Download or read book Multilevel Monte Carlo Method for Parabolic Stochastic Partial Differential Equations written by Andrea Barth and published by . This book was released on 2012 with total page pages. Available in PDF, EPUB and Kindle. Book excerpt:
Download or read book Multilevel Monte Carlo Method with Applications to Stocastic Partial Differential Equations written by Andrea Barth and published by . This book was released on 2012 with total page pages. Available in PDF, EPUB and Kindle. Book excerpt:
Download or read book Monte Carlo and Quasi Monte Carlo Methods 2006 written by Alexander Keller and published by Springer Science & Business Media. This book was released on 2007-12-30 with total page 684 pages. Available in PDF, EPUB and Kindle.
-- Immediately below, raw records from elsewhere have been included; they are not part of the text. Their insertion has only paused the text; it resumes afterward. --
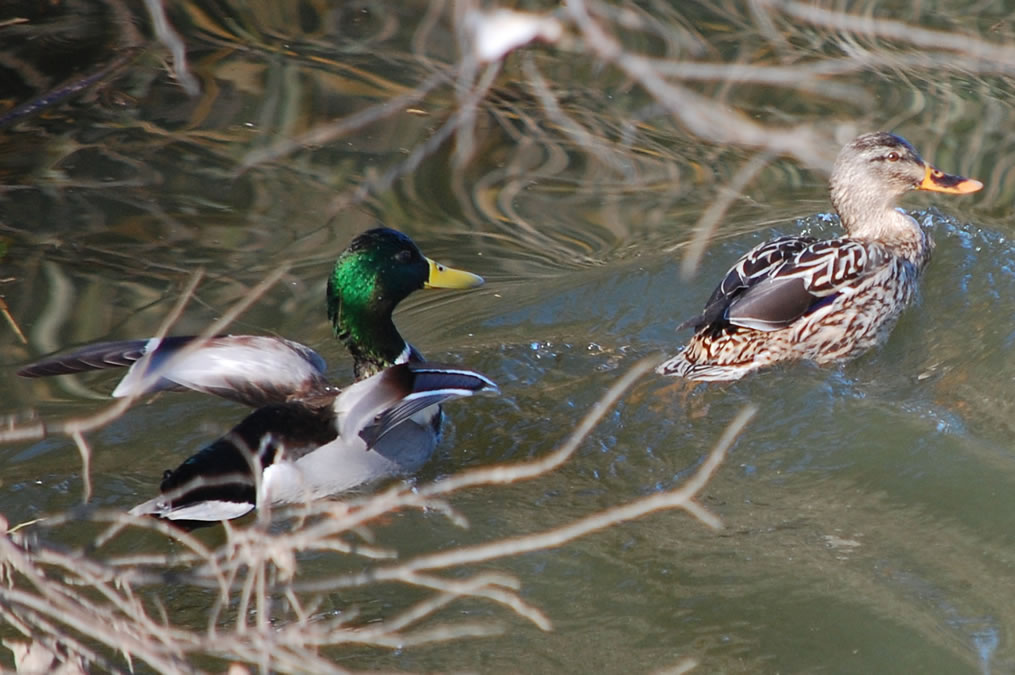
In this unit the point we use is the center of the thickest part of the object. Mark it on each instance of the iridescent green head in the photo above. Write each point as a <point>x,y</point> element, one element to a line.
<point>380,269</point>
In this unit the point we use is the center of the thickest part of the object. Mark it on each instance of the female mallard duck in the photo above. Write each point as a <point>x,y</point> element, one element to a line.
<point>797,297</point>
<point>307,437</point>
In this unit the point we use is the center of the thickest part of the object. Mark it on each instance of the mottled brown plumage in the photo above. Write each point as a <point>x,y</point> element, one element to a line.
<point>797,297</point>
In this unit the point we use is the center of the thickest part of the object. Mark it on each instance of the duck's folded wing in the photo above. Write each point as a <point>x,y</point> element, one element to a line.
<point>375,406</point>
<point>252,369</point>
<point>757,264</point>
<point>814,275</point>
<point>218,482</point>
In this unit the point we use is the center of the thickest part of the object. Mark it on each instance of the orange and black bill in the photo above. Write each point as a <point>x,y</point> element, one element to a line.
<point>937,181</point>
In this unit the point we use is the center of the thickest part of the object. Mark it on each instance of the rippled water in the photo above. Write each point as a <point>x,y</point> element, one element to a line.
<point>867,507</point>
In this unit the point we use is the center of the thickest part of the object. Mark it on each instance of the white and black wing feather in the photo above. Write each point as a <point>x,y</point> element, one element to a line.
<point>373,407</point>
<point>255,370</point>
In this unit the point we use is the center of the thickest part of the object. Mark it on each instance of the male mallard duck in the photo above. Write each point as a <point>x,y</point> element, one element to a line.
<point>797,297</point>
<point>308,437</point>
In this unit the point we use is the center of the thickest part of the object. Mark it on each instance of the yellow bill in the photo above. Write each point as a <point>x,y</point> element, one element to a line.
<point>937,181</point>
<point>449,277</point>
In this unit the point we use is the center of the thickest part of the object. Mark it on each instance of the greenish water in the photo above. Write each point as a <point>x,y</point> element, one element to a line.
<point>867,508</point>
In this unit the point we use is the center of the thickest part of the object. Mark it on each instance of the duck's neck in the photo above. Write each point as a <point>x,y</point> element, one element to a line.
<point>876,219</point>
<point>371,339</point>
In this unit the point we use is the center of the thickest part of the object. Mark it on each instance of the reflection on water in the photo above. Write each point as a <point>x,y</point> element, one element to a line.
<point>867,508</point>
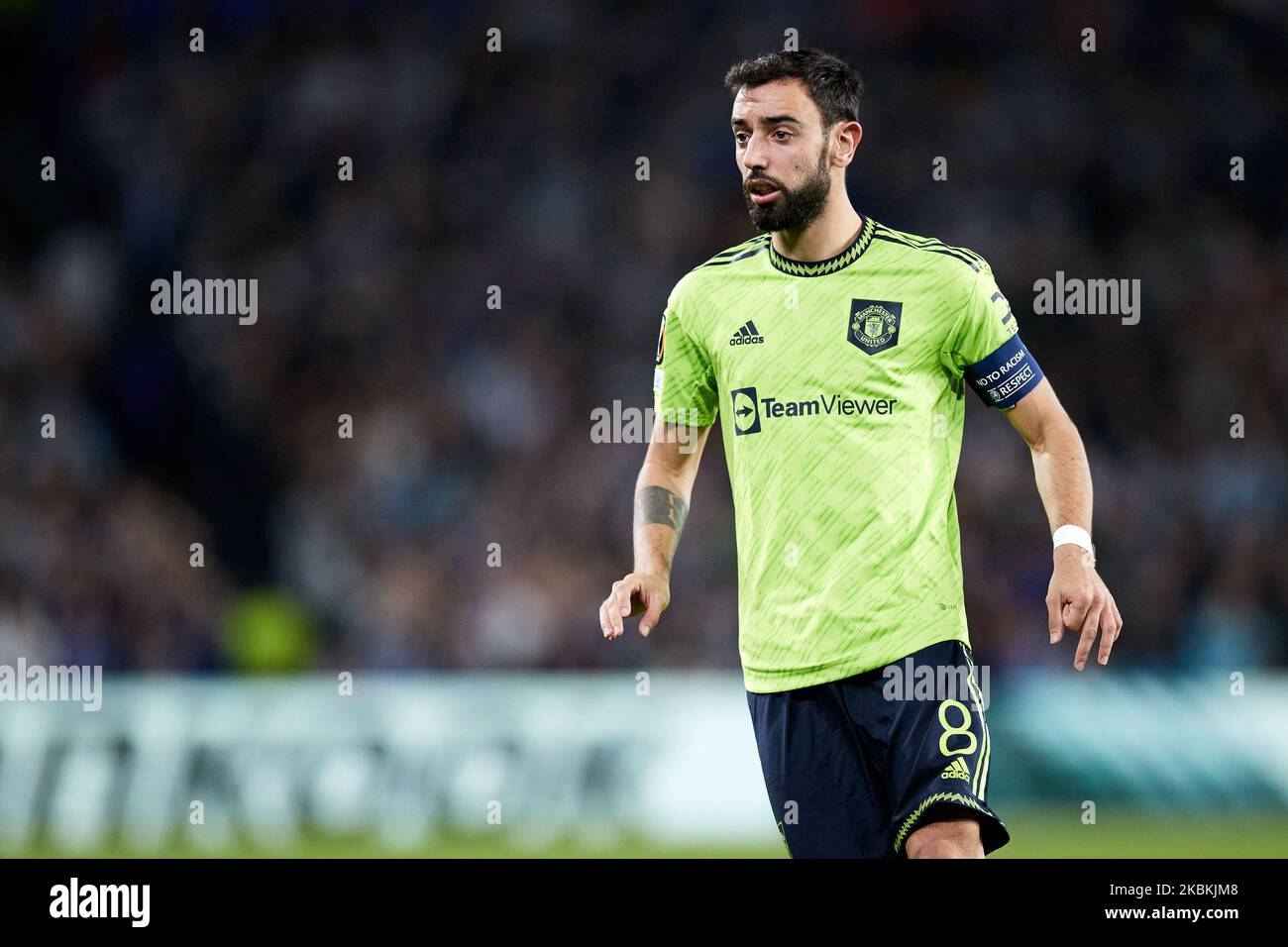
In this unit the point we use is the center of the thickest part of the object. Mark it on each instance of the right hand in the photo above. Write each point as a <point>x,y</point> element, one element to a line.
<point>635,592</point>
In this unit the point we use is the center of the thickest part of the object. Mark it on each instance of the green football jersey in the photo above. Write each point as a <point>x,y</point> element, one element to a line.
<point>841,384</point>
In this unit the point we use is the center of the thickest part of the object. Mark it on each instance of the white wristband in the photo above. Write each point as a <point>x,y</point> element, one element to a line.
<point>1073,535</point>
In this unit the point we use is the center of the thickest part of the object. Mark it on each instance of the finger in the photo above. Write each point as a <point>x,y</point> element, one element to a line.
<point>1113,628</point>
<point>614,607</point>
<point>1077,609</point>
<point>605,617</point>
<point>622,591</point>
<point>1087,638</point>
<point>651,615</point>
<point>1054,625</point>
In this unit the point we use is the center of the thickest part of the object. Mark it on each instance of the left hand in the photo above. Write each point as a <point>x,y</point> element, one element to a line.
<point>1077,599</point>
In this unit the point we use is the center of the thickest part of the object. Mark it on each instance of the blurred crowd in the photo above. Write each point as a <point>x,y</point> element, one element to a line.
<point>176,492</point>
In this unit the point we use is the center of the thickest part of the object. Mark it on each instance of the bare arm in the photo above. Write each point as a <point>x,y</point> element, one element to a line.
<point>662,492</point>
<point>1077,596</point>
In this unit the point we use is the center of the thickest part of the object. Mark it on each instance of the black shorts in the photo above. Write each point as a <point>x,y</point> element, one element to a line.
<point>854,767</point>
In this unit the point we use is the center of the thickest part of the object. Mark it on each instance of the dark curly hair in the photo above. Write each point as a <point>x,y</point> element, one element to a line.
<point>832,84</point>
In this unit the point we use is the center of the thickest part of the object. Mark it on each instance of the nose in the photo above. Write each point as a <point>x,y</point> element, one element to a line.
<point>754,155</point>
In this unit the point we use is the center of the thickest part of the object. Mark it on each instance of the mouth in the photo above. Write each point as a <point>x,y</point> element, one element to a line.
<point>763,192</point>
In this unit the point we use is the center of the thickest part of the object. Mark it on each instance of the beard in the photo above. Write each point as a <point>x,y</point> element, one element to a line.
<point>797,208</point>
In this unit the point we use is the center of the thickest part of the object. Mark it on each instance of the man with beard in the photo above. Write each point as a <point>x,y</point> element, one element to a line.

Book excerpt: This book presents the refereed proceedings of the Seventh International Conference on Monte Carlo and Quasi-Monte Carlo Methods in Scientific Computing, held in Ulm, Germany, in August 2006. The proceedings include carefully selected papers on many aspects of Monte Carlo and quasi-Monte Carlo methods and their applications. They also provide information on current research in these very active areas.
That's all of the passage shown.